The first purpose is to increase the compression ratio of a trace data.
Larger data chunks are compressed more effectively so the implemented
option allows specifying data chunk size to compress. Also at some cases
executing more write syscalls with smaller data size can take longer
than executing less write syscalls with bigger data size due to syscall
overhead so extracting bigger data chunks specified by the option value
could additionally decrease runtime overhead.
The second purpose is to avoid self monitoring live-lock issue in system
wide (-a) profiling mode. Profiling in system wide mode with compression
(-a -z) can additionally induce data into the kernel buffers along with
the data from monitored processes. If performance data rate and volume
from the monitored processes is high then trace streaming and
compression activity in the tool is also high. High tool process
activity can lead to subtle live-lock effect when compression of single
new byte from some of mmaped kernel buffer leads to generation of the
next single byte at some mmaped buffer. So perf tool process ends up in
endless self monitoring.
Implemented synch parameter is the mean to force data move independently
from the specified flush threshold value. Despite the provided flush
value the tool needs capability to unconditionally drain memory buffers,
at least in the end of the collection.
Committer testing:
Running with the default value, i.e. as soon as there is something to
read go on consuming, we first write the synthesized events, small
chunks of about 128 bytes:
# perf trace -m 2048 --call-graph dwarf -e write -- perf record
<SNIP>
101.142 ( 0.004 ms): perf/25821 write(fd: 3</root/perf.data>, buf: 0x210db60, count: 120) = 120
__libc_write (/usr/lib64/libpthread-2.28.so)
ion (/home/acme/bin/perf)
record__write (inlined)
process_synthesized_event (/home/acme/bin/perf)
perf_tool__process_synth_event (inlined)
perf_event__synthesize_mmap_events (/home/acme/bin/perf)
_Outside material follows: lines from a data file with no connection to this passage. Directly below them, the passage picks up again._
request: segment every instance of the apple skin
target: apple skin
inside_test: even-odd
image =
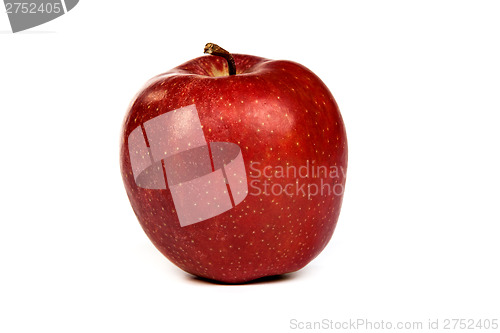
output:
[[[325,248],[337,224],[343,191],[257,195],[257,188],[262,192],[266,179],[281,186],[296,184],[290,176],[266,175],[278,166],[307,163],[342,169],[342,177],[324,180],[343,188],[347,138],[337,103],[310,70],[291,61],[233,56],[236,75],[228,75],[224,58],[207,55],[147,82],[123,123],[120,164],[132,208],[161,253],[193,275],[244,283],[297,271]],[[258,185],[249,186],[243,202],[229,211],[181,227],[168,188],[136,185],[128,137],[144,122],[192,104],[206,140],[237,144],[248,181]],[[319,178],[299,181],[318,183]]]

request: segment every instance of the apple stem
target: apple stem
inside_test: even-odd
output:
[[[219,45],[214,44],[214,43],[207,43],[207,45],[205,45],[205,50],[203,51],[203,53],[223,57],[224,59],[227,60],[227,66],[229,68],[229,75],[236,74],[236,64],[234,63],[233,55],[231,53],[227,52],[226,50],[224,50]]]

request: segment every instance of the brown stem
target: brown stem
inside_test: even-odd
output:
[[[207,43],[207,45],[205,45],[205,50],[203,51],[203,53],[223,57],[224,59],[227,60],[227,66],[229,67],[229,75],[236,74],[236,64],[234,63],[233,55],[224,50],[219,45],[214,43]]]

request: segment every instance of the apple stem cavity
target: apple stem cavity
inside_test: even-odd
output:
[[[222,47],[214,43],[207,43],[203,53],[223,57],[227,60],[227,66],[229,68],[229,75],[236,75],[236,64],[234,63],[233,55]]]

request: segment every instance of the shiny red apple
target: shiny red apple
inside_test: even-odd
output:
[[[158,250],[196,276],[242,283],[297,271],[340,213],[338,106],[300,64],[205,51],[131,103],[120,163],[132,208]]]

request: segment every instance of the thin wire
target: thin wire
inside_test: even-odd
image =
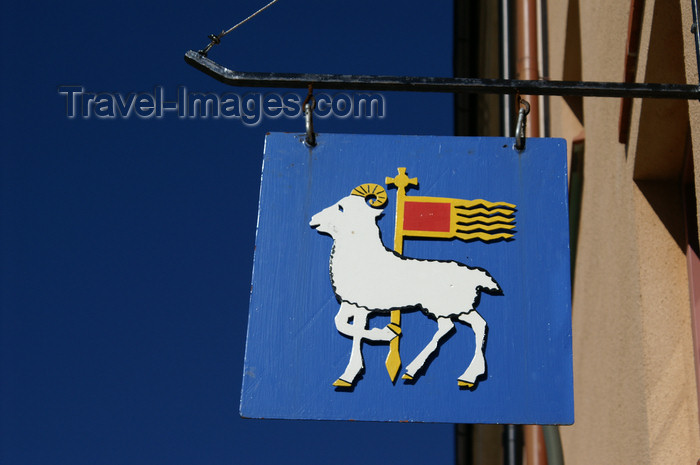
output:
[[[231,29],[229,29],[228,31],[221,32],[221,34],[219,34],[219,39],[221,39],[223,36],[227,35],[229,32],[231,32],[231,31],[233,31],[234,29],[236,29],[236,28],[237,28],[238,26],[240,26],[241,24],[248,22],[249,20],[253,19],[255,16],[257,16],[257,15],[259,15],[260,13],[262,13],[263,11],[267,10],[267,9],[270,8],[273,4],[277,3],[278,1],[279,1],[279,0],[272,0],[270,3],[268,3],[268,4],[265,5],[264,7],[260,8],[258,11],[256,11],[256,12],[253,13],[252,15],[248,16],[246,19],[244,19],[244,20],[241,21],[240,23],[236,24],[235,26],[233,26],[233,27],[232,27]]]
[[[233,31],[234,29],[236,29],[238,26],[240,26],[240,25],[242,25],[242,24],[244,24],[244,23],[250,21],[250,20],[253,19],[255,16],[257,16],[257,15],[259,15],[260,13],[262,13],[263,11],[267,10],[267,9],[270,8],[272,5],[274,5],[275,3],[277,3],[278,1],[279,1],[279,0],[272,0],[270,3],[268,3],[268,4],[265,5],[264,7],[260,8],[258,11],[256,11],[256,12],[253,13],[252,15],[248,16],[246,19],[244,19],[244,20],[241,21],[240,23],[236,24],[235,26],[233,26],[233,27],[232,27],[231,29],[229,29],[228,31],[221,31],[221,34],[219,34],[218,36],[215,35],[215,34],[209,34],[208,37],[209,37],[209,40],[210,40],[211,42],[209,42],[209,45],[207,45],[206,47],[204,47],[204,49],[200,50],[200,51],[199,51],[199,54],[200,54],[200,55],[203,55],[203,56],[207,56],[207,53],[209,53],[209,50],[211,50],[211,48],[212,48],[214,45],[218,45],[218,44],[221,42],[221,38],[222,38],[222,37],[224,37],[225,35],[227,35],[227,34],[230,33],[231,31]]]

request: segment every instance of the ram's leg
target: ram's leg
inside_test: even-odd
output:
[[[462,323],[472,327],[474,331],[474,356],[472,357],[467,370],[457,379],[457,383],[462,387],[472,388],[476,384],[476,378],[486,372],[486,360],[484,359],[484,343],[486,342],[486,321],[475,310],[469,313],[462,313],[457,318]]]
[[[358,321],[358,315],[364,319]],[[352,338],[362,338],[369,341],[389,342],[401,333],[401,328],[389,323],[383,328],[367,329],[368,311],[348,302],[340,304],[340,310],[335,316],[335,327],[341,334]]]
[[[367,325],[367,311],[357,308],[354,305],[343,303],[340,305],[340,310],[335,316],[335,326],[342,334],[352,338],[352,349],[350,352],[350,361],[345,368],[345,372],[340,375],[333,386],[350,387],[355,384],[355,378],[360,374],[365,363],[362,359],[362,332],[365,331]],[[350,320],[352,319],[352,324]]]
[[[438,317],[437,319],[438,329],[435,331],[433,338],[430,340],[428,345],[425,346],[423,350],[416,356],[415,359],[406,367],[406,373],[401,377],[402,379],[412,380],[418,370],[423,368],[423,366],[428,361],[428,358],[437,350],[440,346],[442,339],[449,333],[455,324],[448,317]]]

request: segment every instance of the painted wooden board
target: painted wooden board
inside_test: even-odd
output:
[[[564,140],[302,140],[265,141],[241,415],[573,423]]]

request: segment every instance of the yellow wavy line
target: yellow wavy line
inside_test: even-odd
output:
[[[489,202],[488,200],[484,199],[474,199],[474,200],[462,200],[462,199],[453,199],[454,205],[456,207],[475,207],[477,205],[483,205],[486,208],[493,209],[493,208],[508,208],[510,210],[515,210],[515,205],[512,203],[508,202]]]
[[[505,208],[496,208],[495,210],[487,210],[485,208],[458,208],[455,213],[459,216],[472,216],[472,215],[515,215],[514,210],[508,210]]]
[[[506,218],[505,216],[472,216],[460,219],[457,224],[472,224],[472,223],[512,223],[515,218]]]
[[[469,226],[463,226],[457,230],[457,232],[463,231],[476,231],[482,229],[484,231],[498,231],[499,229],[513,229],[514,224],[473,224]]]
[[[457,233],[456,236],[463,241],[469,241],[472,239],[481,239],[482,241],[489,242],[489,241],[496,241],[499,239],[510,239],[513,237],[513,234],[508,234],[508,233],[502,233],[502,234],[488,234],[488,233],[469,233],[469,234],[463,234],[463,233]]]

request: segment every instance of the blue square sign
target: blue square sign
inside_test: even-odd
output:
[[[566,143],[269,134],[251,418],[571,424]]]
Then we move to reading the mmap buffers consuming the events put there
by the kernel perf infrastructure:
107.561 ( 0.005 ms): perf/25821 write(fd: 3</root/perf.data>, buf: 0x7f1befc02000, count: 336) = 336
__libc_write (/usr/lib64/libpthread-2.28.so)
ion (/home/acme/bin/perf)
record__write (inlined)
record__pushfn (/home/acme/bin/perf)
perf_mmap__push (/home/acme/bin/perf)
record__mmap_read_evlist (inlined)
record__mmap_read_all (inlined)
__cmd_record (inlined)
cmd_record (/home/acme/bin/perf)
12919.953 ( 0.136 ms): perf/25821 write(fd: 3</root/perf.data>, buf: 0x7f1befc83150, count: 184984) = 184984
<SNIP same backtrace as in the 107.561 timestamp>
12920.094 ( 0.155 ms): perf/25821 write(fd: 3</root/perf.data>, buf: 0x7f1befc02150, count: 261816) = 261816
<SNIP same backtrace as in the 107.561 timestamp>
12920.253 ( 0.093 ms): perf/25821 write(fd: 3</root/perf.data>, buf: 0x7f1befb81120, count: 170832) = 170832
<SNIP same backtrace as in the 107.561 timestamp>
If we limit it to write only when more than 16MB are available for
reading, it throttles that to a quarter of the --mmap-pages set for
'perf record', which by default get to 528384 bytes, found out using
'record -v':
mmap flush: 132096
mmap size 528384B
With that in place all the writes coming from
record__mmap_read_evlist(), i.e. from the mmap buffers setup by the
kernel perf infrastructure were at least 132096 bytes long.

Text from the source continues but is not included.